Rochester’s history as the birthplace of the women’s rights movement and photography will come together for Rochester Institute of Technology’s Big Shot on March 22.
Organizers of the community photographic project will capture a nighttime image of the National Susan B. Anthony Museum & House, 17 Madison St., and the surrounding neighborhood.
Anthony’s National Historic Landmark home shares the civil rights leader’s lifelong struggle to gain voting rights for women and equal rights for all. The home was the site of Anthony’s arrest in 1872 and headquarters of the National American Woman Suffrage Association when she served as its president. It is where Anthony died at 86 years old in 1906 following her “Failure is Impossible” speech in Baltimore.
This year marks 100 years since the passage of the 19th Amendment, which prevents a woman from being denied the right to vote on the basis of sex. This centennial aligns with Anthony’s 200th birthday and the Museum’s 75th anniversary.
The RIT Big Shot engages student and community volunteers to provide the primary light source for the image while RIT photographers shoot an extended exposure. It’s a signature event for the National Technical Institute for the Deaf and RIT’s College of Art and Design, and is led by the School of Photographic Arts and Sciences.
“Photographing a neighborhood in a single image is a significant challenge in and of itself,” said Dan Hughes, a lecturer in SPAS and RIT Big Shot team member. “We will be attempting this with six cameras synchronized together to capture a 210-degree angle view with important compositional aspects in the foreground — including the statues depicting Frederick Douglass and Susan B. Anthony having tea — along with neighborhood homes as the background setting for their historical reference.”
“The concept for the lighting of the photograph aims to celebrate women’s rights and the anniversary of Susan.

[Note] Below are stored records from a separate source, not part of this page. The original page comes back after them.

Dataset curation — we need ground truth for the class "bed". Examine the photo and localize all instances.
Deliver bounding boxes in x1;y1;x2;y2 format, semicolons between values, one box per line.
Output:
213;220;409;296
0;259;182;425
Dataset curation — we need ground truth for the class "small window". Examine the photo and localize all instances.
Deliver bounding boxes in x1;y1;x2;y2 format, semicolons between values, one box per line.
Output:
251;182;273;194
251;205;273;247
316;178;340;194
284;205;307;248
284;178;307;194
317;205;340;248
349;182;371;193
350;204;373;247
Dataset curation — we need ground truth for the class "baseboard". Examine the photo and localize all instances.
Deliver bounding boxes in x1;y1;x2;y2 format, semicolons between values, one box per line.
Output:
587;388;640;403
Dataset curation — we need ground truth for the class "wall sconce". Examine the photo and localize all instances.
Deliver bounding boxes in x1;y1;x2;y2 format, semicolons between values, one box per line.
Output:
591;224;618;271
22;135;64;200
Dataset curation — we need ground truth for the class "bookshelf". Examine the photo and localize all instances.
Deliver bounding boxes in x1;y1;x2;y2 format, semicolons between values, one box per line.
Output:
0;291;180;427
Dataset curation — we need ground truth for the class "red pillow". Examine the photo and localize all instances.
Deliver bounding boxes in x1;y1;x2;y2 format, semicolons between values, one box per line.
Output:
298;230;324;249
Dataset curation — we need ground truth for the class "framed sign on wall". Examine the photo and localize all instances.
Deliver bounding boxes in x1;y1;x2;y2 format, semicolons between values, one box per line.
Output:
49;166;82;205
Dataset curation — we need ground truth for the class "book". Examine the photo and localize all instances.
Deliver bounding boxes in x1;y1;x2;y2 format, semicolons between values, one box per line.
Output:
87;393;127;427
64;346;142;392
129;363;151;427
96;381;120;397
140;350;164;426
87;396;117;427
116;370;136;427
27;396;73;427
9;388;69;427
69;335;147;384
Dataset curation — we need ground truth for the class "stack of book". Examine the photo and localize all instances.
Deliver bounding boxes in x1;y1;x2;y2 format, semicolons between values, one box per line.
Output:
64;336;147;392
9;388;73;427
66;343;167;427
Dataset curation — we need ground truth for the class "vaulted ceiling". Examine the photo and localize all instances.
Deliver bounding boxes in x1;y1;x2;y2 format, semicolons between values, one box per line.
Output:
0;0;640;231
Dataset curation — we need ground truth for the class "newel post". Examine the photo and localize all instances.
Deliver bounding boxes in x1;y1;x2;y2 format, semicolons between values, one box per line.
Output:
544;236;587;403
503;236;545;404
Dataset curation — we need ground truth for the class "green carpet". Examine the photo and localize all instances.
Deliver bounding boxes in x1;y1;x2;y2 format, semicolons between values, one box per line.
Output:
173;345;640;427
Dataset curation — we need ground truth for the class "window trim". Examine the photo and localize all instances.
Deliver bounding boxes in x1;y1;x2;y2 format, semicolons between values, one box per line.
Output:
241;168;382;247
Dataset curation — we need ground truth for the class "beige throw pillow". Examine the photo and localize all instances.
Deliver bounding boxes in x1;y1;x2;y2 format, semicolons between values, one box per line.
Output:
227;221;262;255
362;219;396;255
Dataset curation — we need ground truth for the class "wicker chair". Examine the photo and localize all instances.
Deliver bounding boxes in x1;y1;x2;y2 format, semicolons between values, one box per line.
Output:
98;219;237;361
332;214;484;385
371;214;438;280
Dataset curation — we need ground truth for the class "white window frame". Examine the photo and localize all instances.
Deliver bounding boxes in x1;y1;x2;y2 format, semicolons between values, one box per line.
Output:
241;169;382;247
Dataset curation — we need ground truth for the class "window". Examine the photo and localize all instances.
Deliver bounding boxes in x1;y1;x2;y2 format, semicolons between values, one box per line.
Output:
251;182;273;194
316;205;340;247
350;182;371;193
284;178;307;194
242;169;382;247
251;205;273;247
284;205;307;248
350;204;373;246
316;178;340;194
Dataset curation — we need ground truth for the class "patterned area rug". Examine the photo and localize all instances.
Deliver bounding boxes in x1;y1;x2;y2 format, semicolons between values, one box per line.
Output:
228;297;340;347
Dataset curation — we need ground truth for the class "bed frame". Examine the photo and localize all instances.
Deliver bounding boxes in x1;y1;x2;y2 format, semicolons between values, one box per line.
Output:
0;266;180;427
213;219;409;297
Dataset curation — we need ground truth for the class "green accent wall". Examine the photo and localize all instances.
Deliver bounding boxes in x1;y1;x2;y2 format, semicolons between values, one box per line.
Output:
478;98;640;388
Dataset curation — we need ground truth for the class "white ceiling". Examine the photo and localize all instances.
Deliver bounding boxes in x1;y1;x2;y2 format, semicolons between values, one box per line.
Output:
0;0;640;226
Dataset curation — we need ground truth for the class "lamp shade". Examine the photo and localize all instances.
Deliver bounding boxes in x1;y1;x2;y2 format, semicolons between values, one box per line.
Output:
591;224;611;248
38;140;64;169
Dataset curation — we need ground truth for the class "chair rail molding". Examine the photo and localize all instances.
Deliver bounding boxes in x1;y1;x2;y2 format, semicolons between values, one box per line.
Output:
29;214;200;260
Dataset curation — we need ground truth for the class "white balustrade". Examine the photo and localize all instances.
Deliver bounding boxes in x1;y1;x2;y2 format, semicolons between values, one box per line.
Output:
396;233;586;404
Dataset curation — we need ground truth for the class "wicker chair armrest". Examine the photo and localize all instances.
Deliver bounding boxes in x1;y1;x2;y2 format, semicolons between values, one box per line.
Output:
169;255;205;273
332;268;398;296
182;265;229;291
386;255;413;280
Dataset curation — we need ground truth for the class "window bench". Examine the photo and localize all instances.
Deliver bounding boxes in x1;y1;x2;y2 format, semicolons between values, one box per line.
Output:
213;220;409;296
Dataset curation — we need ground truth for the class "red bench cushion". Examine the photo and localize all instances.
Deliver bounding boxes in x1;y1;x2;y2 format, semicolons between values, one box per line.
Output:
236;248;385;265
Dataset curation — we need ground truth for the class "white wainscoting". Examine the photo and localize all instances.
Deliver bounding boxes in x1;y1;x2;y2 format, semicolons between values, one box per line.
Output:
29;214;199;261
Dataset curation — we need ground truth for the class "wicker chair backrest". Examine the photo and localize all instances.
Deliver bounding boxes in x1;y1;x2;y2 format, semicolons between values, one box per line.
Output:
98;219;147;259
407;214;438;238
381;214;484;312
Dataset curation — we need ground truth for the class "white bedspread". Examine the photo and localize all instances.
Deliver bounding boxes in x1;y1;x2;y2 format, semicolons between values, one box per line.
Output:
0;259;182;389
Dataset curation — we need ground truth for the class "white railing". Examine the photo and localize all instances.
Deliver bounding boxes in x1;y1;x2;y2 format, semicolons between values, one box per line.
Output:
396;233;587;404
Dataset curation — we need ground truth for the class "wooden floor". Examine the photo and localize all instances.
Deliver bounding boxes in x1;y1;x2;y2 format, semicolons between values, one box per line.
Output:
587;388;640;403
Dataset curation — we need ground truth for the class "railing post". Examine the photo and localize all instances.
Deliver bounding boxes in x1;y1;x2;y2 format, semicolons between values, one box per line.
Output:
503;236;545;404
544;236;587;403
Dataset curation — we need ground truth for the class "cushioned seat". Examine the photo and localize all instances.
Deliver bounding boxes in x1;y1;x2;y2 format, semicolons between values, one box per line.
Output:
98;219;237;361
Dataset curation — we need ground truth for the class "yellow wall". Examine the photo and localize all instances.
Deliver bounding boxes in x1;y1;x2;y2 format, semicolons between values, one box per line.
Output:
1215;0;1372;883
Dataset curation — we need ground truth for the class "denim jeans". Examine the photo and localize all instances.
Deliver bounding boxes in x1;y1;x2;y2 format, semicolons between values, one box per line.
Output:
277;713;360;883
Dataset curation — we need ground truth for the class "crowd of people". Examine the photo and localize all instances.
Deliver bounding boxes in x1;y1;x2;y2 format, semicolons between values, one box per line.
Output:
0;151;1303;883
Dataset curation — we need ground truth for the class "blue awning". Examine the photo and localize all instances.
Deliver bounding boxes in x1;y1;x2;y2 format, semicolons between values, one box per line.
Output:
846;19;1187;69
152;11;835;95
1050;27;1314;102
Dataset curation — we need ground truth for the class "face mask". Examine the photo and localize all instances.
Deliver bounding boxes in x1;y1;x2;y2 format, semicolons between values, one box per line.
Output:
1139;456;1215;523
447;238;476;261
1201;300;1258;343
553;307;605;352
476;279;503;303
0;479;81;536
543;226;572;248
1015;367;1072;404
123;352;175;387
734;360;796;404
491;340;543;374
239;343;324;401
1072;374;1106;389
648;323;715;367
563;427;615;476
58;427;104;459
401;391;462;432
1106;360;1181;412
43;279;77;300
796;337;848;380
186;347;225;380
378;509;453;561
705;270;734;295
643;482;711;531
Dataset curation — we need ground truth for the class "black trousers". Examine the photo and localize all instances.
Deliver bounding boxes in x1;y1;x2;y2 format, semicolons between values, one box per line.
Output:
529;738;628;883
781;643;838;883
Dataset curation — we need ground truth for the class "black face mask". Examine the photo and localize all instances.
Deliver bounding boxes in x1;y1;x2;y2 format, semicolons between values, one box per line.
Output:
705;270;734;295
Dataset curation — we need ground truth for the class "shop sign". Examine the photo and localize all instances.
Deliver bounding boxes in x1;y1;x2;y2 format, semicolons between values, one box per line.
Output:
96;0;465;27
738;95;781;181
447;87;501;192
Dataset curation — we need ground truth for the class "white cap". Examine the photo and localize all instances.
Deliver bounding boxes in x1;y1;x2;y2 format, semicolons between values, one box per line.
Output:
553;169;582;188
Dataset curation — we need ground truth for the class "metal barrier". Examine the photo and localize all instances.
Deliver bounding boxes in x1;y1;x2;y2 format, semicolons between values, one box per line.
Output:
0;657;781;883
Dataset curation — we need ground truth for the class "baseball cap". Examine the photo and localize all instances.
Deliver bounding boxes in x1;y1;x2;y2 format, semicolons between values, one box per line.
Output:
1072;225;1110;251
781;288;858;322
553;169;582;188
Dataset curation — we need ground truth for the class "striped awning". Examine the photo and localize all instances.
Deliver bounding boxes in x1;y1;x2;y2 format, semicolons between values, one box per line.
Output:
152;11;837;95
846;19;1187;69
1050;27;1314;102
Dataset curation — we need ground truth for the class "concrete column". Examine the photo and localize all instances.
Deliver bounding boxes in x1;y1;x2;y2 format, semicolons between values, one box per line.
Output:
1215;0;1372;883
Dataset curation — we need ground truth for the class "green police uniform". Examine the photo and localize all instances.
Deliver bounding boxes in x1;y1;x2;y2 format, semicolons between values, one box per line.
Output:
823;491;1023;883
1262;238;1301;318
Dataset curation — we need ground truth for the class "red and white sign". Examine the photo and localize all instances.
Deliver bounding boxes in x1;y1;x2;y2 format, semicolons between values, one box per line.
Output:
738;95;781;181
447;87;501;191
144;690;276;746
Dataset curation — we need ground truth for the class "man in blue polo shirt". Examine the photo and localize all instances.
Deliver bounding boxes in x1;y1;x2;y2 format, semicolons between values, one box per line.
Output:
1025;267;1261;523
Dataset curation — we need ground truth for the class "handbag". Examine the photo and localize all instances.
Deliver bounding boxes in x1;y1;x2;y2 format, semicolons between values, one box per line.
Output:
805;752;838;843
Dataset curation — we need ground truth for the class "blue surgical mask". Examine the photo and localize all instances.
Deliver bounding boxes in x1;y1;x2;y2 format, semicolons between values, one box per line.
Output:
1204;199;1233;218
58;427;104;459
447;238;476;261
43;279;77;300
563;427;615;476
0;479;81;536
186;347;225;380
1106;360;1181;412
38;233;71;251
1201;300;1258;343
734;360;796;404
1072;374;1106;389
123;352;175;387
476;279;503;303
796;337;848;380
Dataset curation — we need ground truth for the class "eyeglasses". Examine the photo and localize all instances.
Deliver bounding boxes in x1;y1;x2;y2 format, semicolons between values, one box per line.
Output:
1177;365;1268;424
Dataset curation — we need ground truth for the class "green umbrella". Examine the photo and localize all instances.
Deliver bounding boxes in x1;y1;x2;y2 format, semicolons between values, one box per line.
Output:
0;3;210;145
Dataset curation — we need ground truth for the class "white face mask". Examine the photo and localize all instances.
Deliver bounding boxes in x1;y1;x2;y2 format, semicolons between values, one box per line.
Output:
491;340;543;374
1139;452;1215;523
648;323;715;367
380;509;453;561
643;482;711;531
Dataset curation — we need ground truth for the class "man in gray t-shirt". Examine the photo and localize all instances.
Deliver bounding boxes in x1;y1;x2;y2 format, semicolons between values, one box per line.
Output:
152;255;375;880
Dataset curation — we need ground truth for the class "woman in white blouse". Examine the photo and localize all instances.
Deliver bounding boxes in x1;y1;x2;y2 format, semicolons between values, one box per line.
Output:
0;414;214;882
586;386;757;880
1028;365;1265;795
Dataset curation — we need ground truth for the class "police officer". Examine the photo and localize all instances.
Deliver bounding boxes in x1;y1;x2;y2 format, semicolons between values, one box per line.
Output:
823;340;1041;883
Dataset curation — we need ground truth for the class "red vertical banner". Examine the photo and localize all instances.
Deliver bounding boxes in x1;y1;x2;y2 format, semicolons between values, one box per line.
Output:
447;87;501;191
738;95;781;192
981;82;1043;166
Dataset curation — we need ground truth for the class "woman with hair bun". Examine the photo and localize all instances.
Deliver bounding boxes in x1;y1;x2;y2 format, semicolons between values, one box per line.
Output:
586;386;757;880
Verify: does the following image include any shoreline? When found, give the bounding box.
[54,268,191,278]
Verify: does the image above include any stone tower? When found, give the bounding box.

B. Anthony’s legacy, and will hinge on the number of people who show up to help the Big Shot team light the scene,” said Eric Kunsman, a lecturer for the NTID visual communications studies program and an adjunct professor for SPAS.
Deborah Hughes, president and CEO of the Anthony Museum, called RIT’s Big Shot “one of the most exciting and innovative projects” as the historical landmark marks a yearlong celebration of events.
“The Big Shot brings students of photography together with community and neighbors to create art on a grand scale,” Hughes said. “2020 is the perfect year to highlight Susan B. Anthony and her neighborhood, which is a national preservation district, right here in Rochester.”
Organizers are considering using re-enactors and other elements, according to Michael Peres, associate chair of SPAS and Big Shot team member.
Volunteers should arrive by 7:15 p.m. Parking is available at Data Vault Storage Services on King Street. An information desk will be set up on the east side of the park.
The Big Shot photograph is scheduled to be taken soon after sunset, regardless of weather conditions. Volunteers should bring either a flashlight or camera flash unit, and wear dark clothing. Participants will be separated into lighting teams and positioned by organizers before test photos are taken and the final image is captured.